BUSINESS

BOK freezes key rate on emerging market woes

By Son Ji-hyoung
  • Published : May 24, 2018 - 15:31
  • Updated : May 24, 2018 - 17:01
South Korea’s central bank kept the interest rate steady at 1.5 percent for six straight months in a unanimous board decision Thursday, citing external uncertainties due to an upshot in capital influx and currency woes from emerging markets.

Despite relatively solid economic growth at home and abroad, the lingering uncertainties and low inflationary pressure on the demand side here led to the “accommodative monetary policy stance,” according to the seven-member Monetary Policy Board of the Bank of Korea. 

BOK Gov. Lee Ju-yeol speaks at a press conference after the Monetary Policy Board meeting held in BOK headquarters in Seoul. (Yonhap)
“Financial markets in some emerging market economies with weak external soundness have shown instability, as capital outflows from them have increased,” read the statement from the monetary policymaker.

The MSCI Emerging Markets Index had dropped by 2.7 percent as of Wednesday compared to end-April, despite the China Index’s upswing by 2.8 percent.

Currencies of Brazil and Indonesia depreciated by 3.7 percent and 2.2 percent against the dollar, respectively, over the cited period. During the same period, Brazil and Indonesia also saw their credit default swap premium soar 13.4 basis points and 18 basis points.

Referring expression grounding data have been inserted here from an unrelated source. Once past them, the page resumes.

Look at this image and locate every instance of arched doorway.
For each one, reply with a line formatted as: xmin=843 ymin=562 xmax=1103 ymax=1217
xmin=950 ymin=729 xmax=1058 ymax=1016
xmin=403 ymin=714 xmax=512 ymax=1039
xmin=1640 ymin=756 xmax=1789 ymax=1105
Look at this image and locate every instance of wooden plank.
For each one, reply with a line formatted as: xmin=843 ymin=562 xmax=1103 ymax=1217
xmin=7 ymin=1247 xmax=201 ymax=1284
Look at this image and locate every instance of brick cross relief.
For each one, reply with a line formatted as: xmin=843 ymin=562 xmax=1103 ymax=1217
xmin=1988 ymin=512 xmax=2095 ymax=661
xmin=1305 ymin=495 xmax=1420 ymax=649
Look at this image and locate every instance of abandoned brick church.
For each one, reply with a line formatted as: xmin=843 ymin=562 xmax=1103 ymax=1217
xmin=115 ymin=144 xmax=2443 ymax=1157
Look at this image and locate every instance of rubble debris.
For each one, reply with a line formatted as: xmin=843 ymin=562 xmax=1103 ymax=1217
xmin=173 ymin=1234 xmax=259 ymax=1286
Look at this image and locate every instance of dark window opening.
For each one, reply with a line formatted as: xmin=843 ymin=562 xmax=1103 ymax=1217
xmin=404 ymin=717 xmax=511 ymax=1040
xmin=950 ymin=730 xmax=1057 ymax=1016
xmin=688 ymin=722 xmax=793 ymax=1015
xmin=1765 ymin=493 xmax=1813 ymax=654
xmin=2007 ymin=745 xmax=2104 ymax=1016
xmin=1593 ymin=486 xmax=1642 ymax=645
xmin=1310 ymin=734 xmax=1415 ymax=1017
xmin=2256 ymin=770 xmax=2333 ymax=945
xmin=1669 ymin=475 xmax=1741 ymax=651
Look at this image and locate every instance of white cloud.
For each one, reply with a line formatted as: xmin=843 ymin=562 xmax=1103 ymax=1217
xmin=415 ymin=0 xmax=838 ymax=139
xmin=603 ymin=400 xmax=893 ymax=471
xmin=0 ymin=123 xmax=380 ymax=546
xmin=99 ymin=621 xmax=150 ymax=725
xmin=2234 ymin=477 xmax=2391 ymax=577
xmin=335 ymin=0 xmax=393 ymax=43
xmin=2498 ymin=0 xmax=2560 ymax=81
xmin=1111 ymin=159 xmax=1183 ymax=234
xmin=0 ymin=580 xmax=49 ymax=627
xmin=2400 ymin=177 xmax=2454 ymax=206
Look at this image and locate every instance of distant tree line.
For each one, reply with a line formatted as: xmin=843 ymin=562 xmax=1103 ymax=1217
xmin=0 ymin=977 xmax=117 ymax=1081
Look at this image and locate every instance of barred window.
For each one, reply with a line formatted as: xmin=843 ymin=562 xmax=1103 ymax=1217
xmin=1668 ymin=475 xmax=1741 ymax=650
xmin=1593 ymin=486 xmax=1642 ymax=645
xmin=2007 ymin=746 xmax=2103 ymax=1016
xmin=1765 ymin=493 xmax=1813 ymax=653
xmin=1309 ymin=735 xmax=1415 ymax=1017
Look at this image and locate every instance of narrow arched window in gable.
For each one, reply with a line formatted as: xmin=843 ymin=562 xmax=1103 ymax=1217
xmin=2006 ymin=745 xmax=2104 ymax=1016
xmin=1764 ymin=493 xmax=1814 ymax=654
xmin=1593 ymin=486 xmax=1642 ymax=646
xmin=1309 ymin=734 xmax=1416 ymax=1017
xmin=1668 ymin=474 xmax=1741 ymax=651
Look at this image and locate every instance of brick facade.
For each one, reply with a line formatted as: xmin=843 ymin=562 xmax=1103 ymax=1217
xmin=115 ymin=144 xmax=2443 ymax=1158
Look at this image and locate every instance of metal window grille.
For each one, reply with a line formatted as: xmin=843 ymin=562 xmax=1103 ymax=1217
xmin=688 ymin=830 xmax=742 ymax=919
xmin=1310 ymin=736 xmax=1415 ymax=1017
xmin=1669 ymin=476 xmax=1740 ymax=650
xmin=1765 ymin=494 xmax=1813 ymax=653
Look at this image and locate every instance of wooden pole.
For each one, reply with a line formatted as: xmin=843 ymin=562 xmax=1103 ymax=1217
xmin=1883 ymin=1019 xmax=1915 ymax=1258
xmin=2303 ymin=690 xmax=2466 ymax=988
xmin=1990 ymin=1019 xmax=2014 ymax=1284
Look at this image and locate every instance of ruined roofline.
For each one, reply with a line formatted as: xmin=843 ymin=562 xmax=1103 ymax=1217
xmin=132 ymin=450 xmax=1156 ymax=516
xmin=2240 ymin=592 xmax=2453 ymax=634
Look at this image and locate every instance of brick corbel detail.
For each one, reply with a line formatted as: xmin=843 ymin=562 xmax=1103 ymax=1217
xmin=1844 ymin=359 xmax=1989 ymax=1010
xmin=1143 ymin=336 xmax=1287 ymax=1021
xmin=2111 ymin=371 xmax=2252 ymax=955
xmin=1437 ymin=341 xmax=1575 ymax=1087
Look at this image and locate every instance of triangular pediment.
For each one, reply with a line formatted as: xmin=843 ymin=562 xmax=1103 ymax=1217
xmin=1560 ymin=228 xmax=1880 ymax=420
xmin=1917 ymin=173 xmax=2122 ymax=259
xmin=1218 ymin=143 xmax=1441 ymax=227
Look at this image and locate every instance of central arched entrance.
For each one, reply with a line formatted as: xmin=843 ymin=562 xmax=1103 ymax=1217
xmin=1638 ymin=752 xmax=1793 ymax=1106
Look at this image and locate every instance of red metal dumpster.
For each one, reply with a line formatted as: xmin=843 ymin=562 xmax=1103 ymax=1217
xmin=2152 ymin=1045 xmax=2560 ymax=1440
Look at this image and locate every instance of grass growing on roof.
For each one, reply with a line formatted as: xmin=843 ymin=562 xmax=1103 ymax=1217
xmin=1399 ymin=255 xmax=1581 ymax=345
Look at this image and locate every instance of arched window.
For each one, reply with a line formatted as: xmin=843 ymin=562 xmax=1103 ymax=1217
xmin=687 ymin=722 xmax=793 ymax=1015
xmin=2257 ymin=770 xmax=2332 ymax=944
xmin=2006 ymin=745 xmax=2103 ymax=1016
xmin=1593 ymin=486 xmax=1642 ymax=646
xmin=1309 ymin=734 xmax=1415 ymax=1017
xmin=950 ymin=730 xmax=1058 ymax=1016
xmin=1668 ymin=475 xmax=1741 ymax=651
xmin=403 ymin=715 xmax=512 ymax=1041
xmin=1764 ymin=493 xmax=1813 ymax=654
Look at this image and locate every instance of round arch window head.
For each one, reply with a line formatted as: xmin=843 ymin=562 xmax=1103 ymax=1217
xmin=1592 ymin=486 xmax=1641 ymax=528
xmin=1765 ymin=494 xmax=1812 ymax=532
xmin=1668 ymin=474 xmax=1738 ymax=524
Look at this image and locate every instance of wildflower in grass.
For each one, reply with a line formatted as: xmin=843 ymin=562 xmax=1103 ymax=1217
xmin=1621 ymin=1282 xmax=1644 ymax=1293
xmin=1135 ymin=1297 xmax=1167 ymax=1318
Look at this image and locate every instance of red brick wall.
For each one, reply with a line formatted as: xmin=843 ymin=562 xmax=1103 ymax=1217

But BOK Gov. Lee Ju-yeol played down possibilities that external woes would hit hard the Korean domestic economy, adding the annual growth rate forecast at 3 percent is unlikely to be adjusted.

Korea’s robust external soundness, high foreign currency reserves and low level of short-term external debts would cushion the blow of financial instability from other emerging market nations, he said.

From end-April to Wednesday, Korea’s local currency weakened by 1.2 percent, while its CDS premium edged up 0.3 basis point.

Lee added the recent spike in crude oil price -- largely testing mid-$70 per barrel in May, from mid-$60 until March -- is unlikely to amplify inflationary pressure here.

This came after Lee said a week prior that an optimistic view toward the domestic economy is “hard to maintain,” citing growing uncertainties due to a pickup in the pace of monetary policy normalization in major countries, US-China trade conflict and emerging markets woes.

As for the domestic economy, the top financial policymaker pointed to tepid hiring trends. From February to April, Korea had a combined 338,900 new employees, according to the BOK, while some 334,200 people in January alone were employed.

Lee said it is hard to directly associate the minimum wage hike with sluggish employment.

The rate freeze came amid signs of the US Federal Reserve’s signal for the next rate hike in June, in meeting minutes of the Federal Open Market Committee on Wednesday.

The US Fed last raised the base rate in March, to a range of 1.5-1.75 percent. The news has sparked local concern that a US interest rate higher than the Korean one would trigger a capital flight here.

But Lee of the BOK downplayed the potential for capital exodus woes, citing Korea’s robust fundamentals, coupled with strong external soundness.

In November 2017, the BOK carried out the first rate hike in over six years, by 0.25 percentage point.